Your question says 'any' malleability. If you look at the atomic
level, then all materials can deform slightly based on loads. Crystal
matrices can deform/bend slightly, and defects in the crystal can
cause both increased and decreased deformation (a defect could make
something more brittle, or it could make it more malleable). Also,
temperature plays a big role in how attracted atoms are to each other,
which affects malleability. You can take a material like Play-doh
(malleable at room temperature) and freeze it, which would make it
more likely to shatter at a given load, or take lead and heat it,
and find its malleability is much lower at elevated temperature. So
the answer all depends on the conditions you choose.
So strictly speaking, yes, all materials have some slight malleability
or ductility. In practical terms, though, glass is not malleable.
Generally speaking, metals and some polymers are malleable, while
ceramics are not.
This question was already partially answered earlier by
Ask-A-Scientist as well -- please see:
http://www.newton.dep.anl.gov/askasci/mats05/mats05072.htm
Hope this helps,
Burr Zimmerman
Definition: A substance is "malleable" if it deforms under a stress and does NOT
return to its original shape when the stress is removed. Soft metals, like gold,
are malleable. A non-crystaline substance has four zones of deformation properties
as a function of increasing temperature: the "glassy" zone, the "leathery" zone, the
"rubbery" zone, and the "flow" zone. If you graph the "strain" that is the movement
or distortion on the "Y" axis and the "stress" that is the applied force along the
"X" axis. The general shape of the curve will be high, but constant, values of
strain with increasing stress. This is the "glassy" region, which tends to be
relatively hard and brittle (glass shatters). There is a relatively narrow region of
stress where the strain starts to decrease. This is the "leathery" region of
stress/strain. The substance in this zone is tough. It can absorb the applied stress,
but tends not to distort very much. Leather is a good example of this region.
Next is the rubbery zone in which the substance will deform when a stress is applied,
but tends to return to its original shape when the stress is removed. At still higher
temperature is the "flow" zone. In this zone the substance is irreversibly distorted
when the stress is applied.
The temperature range of the various zones and the numerical values of both strain and
stress depends upon the material, the stress, the strain, and also the rate at which
the stress is applied.
To answer your question directly, the glassy zone "tends" to be hard and brittle, but
just how hard and how brittle, depends upon the substance and various factors
mentioned in the previous sentence.
Vince Calder
Hi Aaron,
Glass, like many (but not all) amorphous substances, is sometimes
referred to as a supercooled liquid, and the claim has been made that
centuries-old windows have slowly flowed slightly under the force of
gravity, so the bottoms of the windows are slightly thicker.

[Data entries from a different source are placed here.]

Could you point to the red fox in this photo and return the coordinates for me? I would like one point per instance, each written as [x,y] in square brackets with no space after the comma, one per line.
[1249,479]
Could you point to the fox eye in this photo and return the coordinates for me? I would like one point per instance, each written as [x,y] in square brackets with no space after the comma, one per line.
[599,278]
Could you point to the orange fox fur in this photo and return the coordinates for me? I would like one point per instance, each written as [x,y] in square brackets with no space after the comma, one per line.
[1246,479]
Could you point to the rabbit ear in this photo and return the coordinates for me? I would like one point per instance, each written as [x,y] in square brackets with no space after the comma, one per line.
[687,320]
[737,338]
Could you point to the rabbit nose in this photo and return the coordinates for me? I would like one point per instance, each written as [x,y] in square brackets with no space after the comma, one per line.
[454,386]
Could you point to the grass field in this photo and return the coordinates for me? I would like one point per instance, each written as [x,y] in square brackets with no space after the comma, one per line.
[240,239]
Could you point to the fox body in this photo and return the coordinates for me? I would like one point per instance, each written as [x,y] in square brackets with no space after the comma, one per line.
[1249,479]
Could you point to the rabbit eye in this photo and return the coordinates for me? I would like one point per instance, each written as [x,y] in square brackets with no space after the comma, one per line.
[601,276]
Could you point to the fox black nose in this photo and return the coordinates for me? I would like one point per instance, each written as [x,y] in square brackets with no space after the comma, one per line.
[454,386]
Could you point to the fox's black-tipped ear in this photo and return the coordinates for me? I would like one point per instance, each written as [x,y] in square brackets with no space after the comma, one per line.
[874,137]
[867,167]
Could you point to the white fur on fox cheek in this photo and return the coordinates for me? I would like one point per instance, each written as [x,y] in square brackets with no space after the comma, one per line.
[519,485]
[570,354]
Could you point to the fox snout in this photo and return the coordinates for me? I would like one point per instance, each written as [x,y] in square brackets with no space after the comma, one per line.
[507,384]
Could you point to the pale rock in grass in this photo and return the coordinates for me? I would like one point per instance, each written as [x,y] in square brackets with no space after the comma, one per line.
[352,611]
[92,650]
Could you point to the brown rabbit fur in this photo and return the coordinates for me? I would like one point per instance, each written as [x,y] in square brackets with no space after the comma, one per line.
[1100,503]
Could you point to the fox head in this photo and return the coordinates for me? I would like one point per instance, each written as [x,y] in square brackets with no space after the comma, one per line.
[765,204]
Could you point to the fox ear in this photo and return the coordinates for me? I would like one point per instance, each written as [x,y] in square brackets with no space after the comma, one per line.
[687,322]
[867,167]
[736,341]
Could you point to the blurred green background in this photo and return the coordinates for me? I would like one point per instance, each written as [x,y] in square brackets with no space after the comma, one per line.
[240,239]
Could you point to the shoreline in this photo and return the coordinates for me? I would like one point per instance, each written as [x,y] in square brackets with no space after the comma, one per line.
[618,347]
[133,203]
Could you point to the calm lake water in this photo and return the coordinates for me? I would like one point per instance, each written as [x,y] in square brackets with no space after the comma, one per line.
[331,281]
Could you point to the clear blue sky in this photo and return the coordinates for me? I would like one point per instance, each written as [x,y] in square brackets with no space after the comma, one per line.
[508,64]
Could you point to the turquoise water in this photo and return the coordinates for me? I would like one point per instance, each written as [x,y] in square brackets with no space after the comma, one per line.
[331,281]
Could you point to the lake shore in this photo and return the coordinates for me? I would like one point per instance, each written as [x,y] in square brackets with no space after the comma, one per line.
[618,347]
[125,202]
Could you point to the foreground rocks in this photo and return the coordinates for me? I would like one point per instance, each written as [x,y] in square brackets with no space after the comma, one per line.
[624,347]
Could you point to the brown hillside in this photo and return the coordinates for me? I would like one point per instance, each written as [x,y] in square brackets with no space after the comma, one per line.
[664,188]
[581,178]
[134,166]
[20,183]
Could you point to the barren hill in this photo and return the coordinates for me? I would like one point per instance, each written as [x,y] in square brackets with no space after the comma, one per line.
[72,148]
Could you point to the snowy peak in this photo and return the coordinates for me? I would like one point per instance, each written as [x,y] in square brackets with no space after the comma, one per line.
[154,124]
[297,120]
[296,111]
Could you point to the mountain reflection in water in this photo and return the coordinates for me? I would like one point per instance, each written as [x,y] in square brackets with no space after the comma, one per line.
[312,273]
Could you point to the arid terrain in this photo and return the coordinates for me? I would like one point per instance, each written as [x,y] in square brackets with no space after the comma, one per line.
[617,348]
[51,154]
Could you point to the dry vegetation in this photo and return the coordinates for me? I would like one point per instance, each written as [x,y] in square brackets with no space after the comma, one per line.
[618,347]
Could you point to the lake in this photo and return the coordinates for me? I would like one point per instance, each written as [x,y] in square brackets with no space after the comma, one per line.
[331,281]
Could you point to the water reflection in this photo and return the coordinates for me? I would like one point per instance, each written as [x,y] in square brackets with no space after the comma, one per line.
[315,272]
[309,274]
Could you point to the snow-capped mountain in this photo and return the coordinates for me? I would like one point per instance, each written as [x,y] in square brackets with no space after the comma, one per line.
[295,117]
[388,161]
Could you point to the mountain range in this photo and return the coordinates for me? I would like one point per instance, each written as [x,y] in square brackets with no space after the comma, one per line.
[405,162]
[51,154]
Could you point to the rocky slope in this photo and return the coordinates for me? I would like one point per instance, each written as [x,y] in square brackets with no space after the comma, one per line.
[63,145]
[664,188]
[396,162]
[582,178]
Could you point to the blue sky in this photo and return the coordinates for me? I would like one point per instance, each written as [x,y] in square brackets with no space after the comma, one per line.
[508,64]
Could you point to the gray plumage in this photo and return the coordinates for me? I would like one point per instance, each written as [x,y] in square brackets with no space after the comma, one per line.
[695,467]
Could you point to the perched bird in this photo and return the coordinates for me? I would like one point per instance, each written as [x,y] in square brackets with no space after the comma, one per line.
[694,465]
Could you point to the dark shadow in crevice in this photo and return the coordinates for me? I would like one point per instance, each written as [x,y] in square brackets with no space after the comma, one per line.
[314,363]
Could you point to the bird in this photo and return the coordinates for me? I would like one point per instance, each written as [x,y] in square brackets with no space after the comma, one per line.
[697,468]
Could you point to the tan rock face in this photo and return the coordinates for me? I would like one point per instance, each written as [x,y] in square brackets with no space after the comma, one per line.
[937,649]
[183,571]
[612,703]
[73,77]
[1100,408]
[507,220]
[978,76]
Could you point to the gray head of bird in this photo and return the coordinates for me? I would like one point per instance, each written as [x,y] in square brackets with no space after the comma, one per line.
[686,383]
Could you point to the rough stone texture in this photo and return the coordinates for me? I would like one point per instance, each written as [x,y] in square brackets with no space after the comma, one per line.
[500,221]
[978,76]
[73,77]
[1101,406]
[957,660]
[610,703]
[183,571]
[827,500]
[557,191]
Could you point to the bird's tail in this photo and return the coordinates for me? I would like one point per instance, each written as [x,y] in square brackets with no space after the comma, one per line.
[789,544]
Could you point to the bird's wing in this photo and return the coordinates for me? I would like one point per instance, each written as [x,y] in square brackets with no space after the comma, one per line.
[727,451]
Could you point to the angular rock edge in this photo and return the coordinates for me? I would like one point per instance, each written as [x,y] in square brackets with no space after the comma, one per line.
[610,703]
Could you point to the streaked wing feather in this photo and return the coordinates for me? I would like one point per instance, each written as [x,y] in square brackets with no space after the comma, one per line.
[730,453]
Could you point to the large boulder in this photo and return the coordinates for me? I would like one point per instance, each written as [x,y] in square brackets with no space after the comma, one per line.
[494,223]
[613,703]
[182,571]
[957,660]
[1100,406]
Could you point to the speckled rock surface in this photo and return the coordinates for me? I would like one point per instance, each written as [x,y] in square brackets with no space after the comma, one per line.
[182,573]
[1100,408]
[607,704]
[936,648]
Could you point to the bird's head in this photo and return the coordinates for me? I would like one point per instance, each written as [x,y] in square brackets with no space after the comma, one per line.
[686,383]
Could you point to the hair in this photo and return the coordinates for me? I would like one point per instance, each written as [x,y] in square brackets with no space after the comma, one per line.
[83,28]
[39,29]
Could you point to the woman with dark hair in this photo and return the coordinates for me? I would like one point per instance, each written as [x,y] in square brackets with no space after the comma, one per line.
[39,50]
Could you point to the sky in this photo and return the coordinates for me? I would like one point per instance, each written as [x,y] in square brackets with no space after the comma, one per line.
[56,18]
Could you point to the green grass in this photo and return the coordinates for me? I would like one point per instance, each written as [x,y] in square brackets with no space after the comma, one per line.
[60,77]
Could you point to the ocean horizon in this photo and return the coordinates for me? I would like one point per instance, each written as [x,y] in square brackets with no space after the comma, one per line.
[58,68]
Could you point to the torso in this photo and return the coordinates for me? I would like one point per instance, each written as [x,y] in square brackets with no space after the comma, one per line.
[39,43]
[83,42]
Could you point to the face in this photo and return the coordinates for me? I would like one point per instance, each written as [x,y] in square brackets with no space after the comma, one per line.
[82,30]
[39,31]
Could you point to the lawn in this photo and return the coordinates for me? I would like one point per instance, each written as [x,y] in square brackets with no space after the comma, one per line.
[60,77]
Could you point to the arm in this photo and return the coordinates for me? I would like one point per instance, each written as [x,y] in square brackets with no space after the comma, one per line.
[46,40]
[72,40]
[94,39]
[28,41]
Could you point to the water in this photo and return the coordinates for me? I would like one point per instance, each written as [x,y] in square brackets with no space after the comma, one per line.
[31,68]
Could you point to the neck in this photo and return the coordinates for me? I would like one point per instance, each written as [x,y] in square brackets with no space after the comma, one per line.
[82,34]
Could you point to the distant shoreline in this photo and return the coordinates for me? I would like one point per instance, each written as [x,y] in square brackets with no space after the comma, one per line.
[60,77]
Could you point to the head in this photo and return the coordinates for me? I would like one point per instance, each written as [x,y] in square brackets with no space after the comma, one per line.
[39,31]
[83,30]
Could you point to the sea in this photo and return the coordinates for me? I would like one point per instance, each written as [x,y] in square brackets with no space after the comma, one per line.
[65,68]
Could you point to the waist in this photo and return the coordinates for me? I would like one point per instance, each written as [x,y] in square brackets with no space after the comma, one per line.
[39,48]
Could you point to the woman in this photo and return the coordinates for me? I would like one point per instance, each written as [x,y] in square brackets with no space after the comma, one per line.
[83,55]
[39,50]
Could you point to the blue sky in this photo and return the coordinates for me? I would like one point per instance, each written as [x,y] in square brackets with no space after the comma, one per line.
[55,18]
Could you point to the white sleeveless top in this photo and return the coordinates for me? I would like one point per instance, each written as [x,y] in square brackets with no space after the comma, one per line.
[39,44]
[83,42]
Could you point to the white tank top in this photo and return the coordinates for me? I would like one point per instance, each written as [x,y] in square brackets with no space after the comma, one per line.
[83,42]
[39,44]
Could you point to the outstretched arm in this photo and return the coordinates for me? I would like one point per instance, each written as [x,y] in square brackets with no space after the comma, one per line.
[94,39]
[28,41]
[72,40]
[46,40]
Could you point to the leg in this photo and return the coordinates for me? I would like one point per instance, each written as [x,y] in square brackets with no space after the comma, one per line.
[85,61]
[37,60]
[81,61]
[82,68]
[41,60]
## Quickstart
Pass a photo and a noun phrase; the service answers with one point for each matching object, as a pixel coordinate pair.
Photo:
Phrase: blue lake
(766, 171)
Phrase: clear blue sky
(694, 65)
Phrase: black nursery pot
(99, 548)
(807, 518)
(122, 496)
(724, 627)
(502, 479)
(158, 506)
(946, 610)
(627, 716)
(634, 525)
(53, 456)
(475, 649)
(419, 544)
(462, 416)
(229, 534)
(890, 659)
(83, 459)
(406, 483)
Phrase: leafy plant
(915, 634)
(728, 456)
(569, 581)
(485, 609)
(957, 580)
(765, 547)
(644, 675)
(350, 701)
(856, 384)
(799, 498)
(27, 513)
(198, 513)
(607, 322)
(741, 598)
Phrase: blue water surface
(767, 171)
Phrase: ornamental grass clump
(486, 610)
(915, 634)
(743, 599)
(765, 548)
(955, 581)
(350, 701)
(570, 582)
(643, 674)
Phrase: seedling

Careful
analysis has shown this to be false. There remains some argument
whether in fact glass is a solid or a supercooled liquid, but normally
it is considered a rigid unmalleable solid (at room temperature of
course), simply because under any normal exposure to stress, it cannot
be made to flow or otherwise change permanent shape in any way.
Many other substances (such as some plastics) are entirely amorphous
and relatively rigid below their Glass Transition Temperature, but
still can be considered malleable to a small degree, since application
of stress can cause (over time) a permanent deflection.